Sprung Link Text
The Securities and Exchange Commission (the SEC or the Commission) filed a record 807 enforcement actions in fiscal year 2015, 52 more than it filed in 2014. It also set a record by obtaining approximately $4.2 billion in disgorgement and penalties in fiscal year 2015, a modest increase over the $4.16 billion it obtained in 2014.

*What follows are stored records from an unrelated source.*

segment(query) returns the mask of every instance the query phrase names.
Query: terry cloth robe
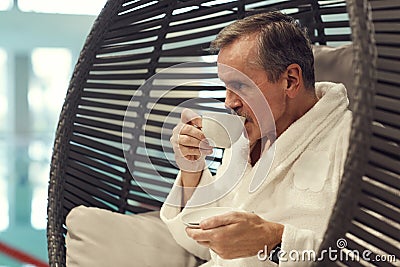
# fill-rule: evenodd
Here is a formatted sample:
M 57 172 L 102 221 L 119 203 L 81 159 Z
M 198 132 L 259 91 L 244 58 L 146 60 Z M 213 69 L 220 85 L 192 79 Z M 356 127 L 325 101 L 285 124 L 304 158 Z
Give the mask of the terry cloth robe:
M 189 205 L 199 206 L 204 204 L 202 201 L 206 204 L 201 207 L 235 207 L 283 224 L 281 249 L 286 256 L 280 258 L 280 266 L 311 264 L 293 259 L 296 258 L 295 252 L 299 255 L 304 250 L 318 252 L 343 174 L 352 120 L 351 111 L 347 109 L 346 89 L 342 84 L 316 83 L 316 94 L 319 100 L 314 107 L 290 125 L 253 167 L 248 163 L 246 138 L 242 137 L 230 149 L 226 149 L 217 174 L 212 176 L 208 170 L 203 171 L 199 186 L 182 211 L 180 207 L 168 204 L 180 197 L 178 175 L 161 208 L 160 217 L 181 246 L 208 260 L 204 266 L 276 264 L 269 260 L 261 261 L 256 255 L 224 260 L 189 238 L 181 217 L 196 209 Z M 238 176 L 238 182 L 233 182 L 233 189 L 225 195 L 213 193 L 210 187 L 207 191 L 201 190 L 211 185 L 215 187 L 215 192 L 221 192 L 221 188 L 226 192 L 232 184 L 224 188 L 223 183 L 217 184 L 216 181 L 223 177 L 235 180 Z M 254 186 L 254 181 L 261 182 L 261 186 L 255 188 L 257 183 Z M 218 200 L 211 201 L 207 198 L 210 195 Z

The second half of 2015 was notable for more than just unprecedented enforcement activity, however. Some of the key developments over the last six months, which are discussed further in this review, include the departure of Commissioners Luis Aguilar and Daniel Gallagher, challenges to the SEC’s use of administrative proceedings in litigated enforcement actions, the SEC’s continued efforts to secure admissions of wrongdoing as a condition for settling enforcement actions, the grant of a conditional bad-actor waiver to a large financial institution, the ever-increasing use of the Commission’s Whistleblower Program, a series of enforcement actions arising out of the SEC’s review of cybersecurity systems, the impact of the Supreme Court’s grant of certiorari in United States v. Salman on the future of insider trading, the institution of enforcement actions against compliance personnel, and the Second Circuit’s long-awaited decision in United States v. Litvak on what statements can qualify as material in securities fraud actions.